Approvals That Do Not Stall: A Simple Marketing Workflow

What You’re Seeing

Approvals are consuming more time than production. A simple update becomes a thread with multiple versions attached. Someone replies “looks good” without confirming they actually approved it. Legal flags something after the design is final. Sales asks for changes after the asset is already in use. Two executives give conflicting feedback, and the team is left to interpret which one is real.


In practice, this turns into chasing. People ping approvers. People schedule quick calls. People ask for “eyes” in Slack. The work moves forward because a coordinator pushes it forward, not because the process supports it. When the coordinator is out, everything stalls.


This is why approval systems feel so frustrating in scaling orgs. The organization is not failing because people are slow. It is failing because authority, roles, and definitions are unclear. Under those conditions, everyone behaves rationally. They delay decisions to avoid being responsible for the wrong call.


Why It Keeps Happening

Approval delays come from unclear ownership of the decision. Most teams confuse “review” with “approval.” Review means you can comment. Approval means you are accountable. When those are mixed, the system becomes a never-ending loop of opinions.


A second cause is that teams do not separate types of review. Accuracy, brand consistency, and risk are not the same. Accuracy means the facts are correct. Brand means it matches defined standards. Risk means the content does not create legal or compliance exposure. Preference is everything else. If a system treats preference as blocking, it will never ship. If a system treats risk as preference, it will ship mistakes.

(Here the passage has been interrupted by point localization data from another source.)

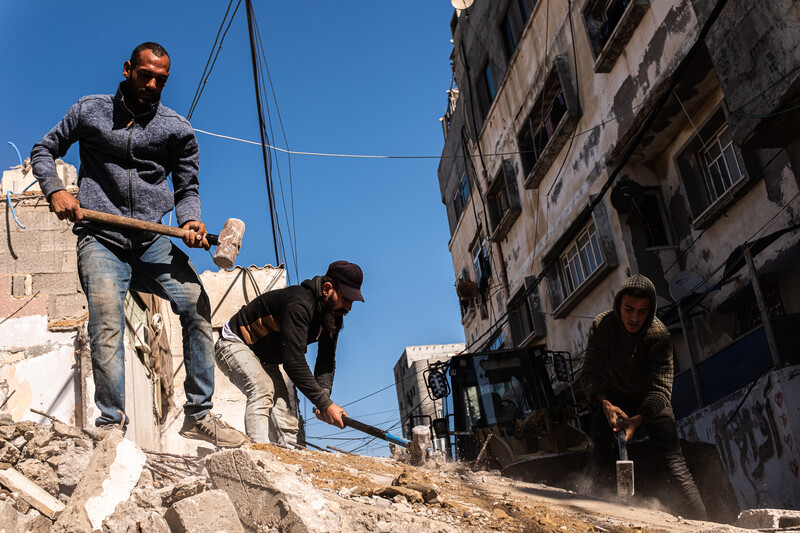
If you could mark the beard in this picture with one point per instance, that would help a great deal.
(332, 321)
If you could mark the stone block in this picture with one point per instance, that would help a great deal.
(55, 283)
(207, 512)
(129, 517)
(58, 241)
(31, 494)
(19, 286)
(768, 519)
(66, 305)
(29, 261)
(269, 494)
(109, 479)
(9, 517)
(69, 262)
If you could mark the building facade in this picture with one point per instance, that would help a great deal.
(45, 361)
(590, 140)
(410, 374)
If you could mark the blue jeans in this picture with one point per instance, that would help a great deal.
(164, 270)
(268, 407)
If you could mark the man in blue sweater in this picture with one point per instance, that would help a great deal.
(129, 144)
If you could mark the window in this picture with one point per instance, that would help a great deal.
(486, 89)
(462, 195)
(748, 314)
(483, 271)
(610, 25)
(546, 129)
(480, 261)
(719, 165)
(580, 260)
(513, 23)
(519, 319)
(709, 166)
(580, 257)
(541, 127)
(525, 317)
(503, 201)
(498, 343)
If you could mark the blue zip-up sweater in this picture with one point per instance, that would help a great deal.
(125, 161)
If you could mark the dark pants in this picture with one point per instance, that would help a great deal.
(664, 433)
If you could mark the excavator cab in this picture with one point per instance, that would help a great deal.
(505, 397)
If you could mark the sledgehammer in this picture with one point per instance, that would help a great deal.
(624, 468)
(375, 432)
(228, 242)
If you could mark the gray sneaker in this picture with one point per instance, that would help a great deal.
(212, 429)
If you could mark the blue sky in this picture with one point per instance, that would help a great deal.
(357, 77)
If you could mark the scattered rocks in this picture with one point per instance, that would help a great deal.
(207, 512)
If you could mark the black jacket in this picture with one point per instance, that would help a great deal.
(634, 366)
(279, 325)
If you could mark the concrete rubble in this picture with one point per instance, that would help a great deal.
(60, 479)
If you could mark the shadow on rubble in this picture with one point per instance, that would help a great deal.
(586, 475)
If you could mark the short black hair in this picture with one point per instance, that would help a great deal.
(333, 282)
(156, 48)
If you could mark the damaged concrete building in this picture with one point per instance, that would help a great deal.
(587, 141)
(45, 363)
(411, 377)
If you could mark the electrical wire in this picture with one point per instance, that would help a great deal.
(262, 129)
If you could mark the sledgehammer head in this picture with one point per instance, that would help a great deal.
(230, 242)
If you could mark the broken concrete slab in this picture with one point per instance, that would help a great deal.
(420, 442)
(70, 467)
(768, 519)
(8, 517)
(207, 512)
(109, 479)
(32, 493)
(40, 473)
(268, 493)
(182, 489)
(130, 516)
(34, 522)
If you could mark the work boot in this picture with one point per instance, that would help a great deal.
(212, 429)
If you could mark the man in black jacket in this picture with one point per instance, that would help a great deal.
(627, 374)
(275, 329)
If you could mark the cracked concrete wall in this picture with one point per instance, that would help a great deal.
(41, 304)
(613, 108)
(756, 440)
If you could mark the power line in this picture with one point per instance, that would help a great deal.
(262, 128)
(207, 70)
(377, 156)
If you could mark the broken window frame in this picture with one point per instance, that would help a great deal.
(564, 297)
(462, 195)
(557, 97)
(503, 201)
(609, 26)
(486, 89)
(513, 22)
(704, 199)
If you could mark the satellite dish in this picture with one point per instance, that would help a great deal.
(466, 289)
(626, 195)
(685, 282)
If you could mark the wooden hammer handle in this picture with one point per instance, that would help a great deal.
(134, 223)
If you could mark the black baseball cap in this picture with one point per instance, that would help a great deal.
(349, 277)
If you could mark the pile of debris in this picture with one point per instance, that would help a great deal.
(57, 479)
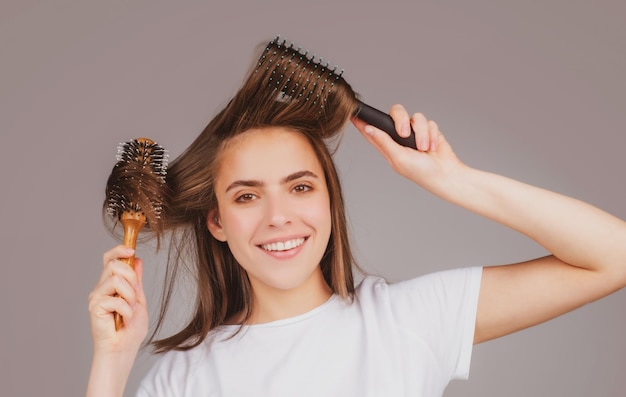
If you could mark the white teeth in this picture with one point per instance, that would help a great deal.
(283, 245)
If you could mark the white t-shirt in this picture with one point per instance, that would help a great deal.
(403, 339)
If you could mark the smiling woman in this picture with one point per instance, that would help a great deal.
(259, 204)
(273, 211)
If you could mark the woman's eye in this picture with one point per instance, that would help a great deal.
(302, 188)
(246, 197)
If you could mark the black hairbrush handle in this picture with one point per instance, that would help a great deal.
(383, 121)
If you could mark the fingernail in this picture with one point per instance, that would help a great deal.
(423, 145)
(369, 130)
(406, 130)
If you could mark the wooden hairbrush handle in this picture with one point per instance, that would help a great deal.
(132, 222)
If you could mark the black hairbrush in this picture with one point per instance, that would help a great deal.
(136, 190)
(296, 76)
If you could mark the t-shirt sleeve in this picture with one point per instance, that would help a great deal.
(440, 308)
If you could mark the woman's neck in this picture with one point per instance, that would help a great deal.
(271, 304)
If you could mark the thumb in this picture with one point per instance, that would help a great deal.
(139, 271)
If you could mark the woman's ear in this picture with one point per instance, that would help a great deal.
(215, 226)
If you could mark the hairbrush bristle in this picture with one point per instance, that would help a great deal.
(137, 182)
(293, 75)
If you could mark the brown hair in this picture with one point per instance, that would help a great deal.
(319, 113)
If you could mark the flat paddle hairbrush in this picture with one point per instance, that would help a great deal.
(295, 76)
(135, 192)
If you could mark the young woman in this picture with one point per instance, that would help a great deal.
(257, 200)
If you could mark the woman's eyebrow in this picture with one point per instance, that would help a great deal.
(298, 175)
(256, 183)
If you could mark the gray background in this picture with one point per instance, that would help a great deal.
(533, 90)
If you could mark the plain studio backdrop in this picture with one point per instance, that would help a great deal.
(534, 90)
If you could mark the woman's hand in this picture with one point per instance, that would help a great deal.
(426, 166)
(119, 290)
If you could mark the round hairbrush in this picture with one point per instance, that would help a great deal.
(135, 192)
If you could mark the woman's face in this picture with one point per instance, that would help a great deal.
(274, 208)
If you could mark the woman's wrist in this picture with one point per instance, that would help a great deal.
(109, 373)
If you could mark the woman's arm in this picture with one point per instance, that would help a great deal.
(118, 290)
(588, 246)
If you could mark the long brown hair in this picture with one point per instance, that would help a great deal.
(222, 285)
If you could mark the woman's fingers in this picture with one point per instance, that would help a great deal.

A third cause is open-ended timing. When review windows are undefined, the work waits indefinitely. This is not because people are irresponsible. It is because mid-week, mid-fire operators will prioritize what has a consequence. If approvals have no deadline and no escalation path, they become optional.


A fourth cause is that approvals happen outside a system. Email approvals are common because they feel convenient, but they destroy version control. A file gets attached in one thread, revised in another, and approved in a third. Later, nobody can prove what was approved and when. When the stakes rise, this becomes a risk problem, not just a coordination problem.


The Smallest System That Holds

The smallest approval system that holds is built on five rules. They are not complicated. They are strict.


Rule one is one final approver per asset. You can have multiple reviewers, but only one person has authority to approve. If legal must approve a certain category of content, legal is the final approver for that category. If the CEO wants visibility, the CEO can review, but you still need one accountable approver to prevent deadlock. Without a final approver, the system will default to consensus, which means slow or never.


Rule two is role definition in plain language. Each reviewer must be tagged as accuracy, brand, risk, or preference. Preference is not blocking unless the owner chooses to treat it as blocking. This single move reduces the volume of late-stage rewrites because it clarifies what feedback is required versus optional.


Rule three is timeboxed review windows. A default window should exist. Twenty-four hours for small changes, forty-eight hours for larger assets is common, but the exact numbers matter less than the fact that they exist. Timeboxes turn approvals into operational commitments instead of “when I get to it.”


Rule four is approvals happen in one place. One ticket, one thread, one link to the current version. If someone gives feedback in a side message, the owner copies it into the system. If someone approves verbally, it is not approved until it is logged. This is not bureaucracy. This is how you prevent rework and argument later.


Rule five is publish and log. Every approved asset produces a final file in a published location and a record of who approved it. This protects the organization when someone asks, “Who signed off on this?” It also reduces relitigation because the decision is visible.


Ownership must be explicit. Marketing Operations, or the operational coordinator responsible for the workflow, owns the routing, the timeboxes, and the logging. Their responsibility starts at intake and ends when the final file is published and logged. They do not own strategy. They do not own executive preference. They do not own legal interpretation. They own the mechanism that makes decisions trackable and repeatable. What breaks when ownership is unclear is predictable. Approvals revert to social dynamics. People avoid being the decider. Work slows down. The organization starts shipping late or shipping sloppy to compensate.


This system does not guarantee speed. It guarantees clarity. Clarity is what allows speed to show up without chaos.


Next Step

Pick one asset category and implement “one final approver” immediately. Set a default review window and enforce that approvals only count inside the system. Then do one cleanup pass: identify the top five assets in circulation and confirm which version is published and approved. If you cannot answer that today, your approval process is not real yet.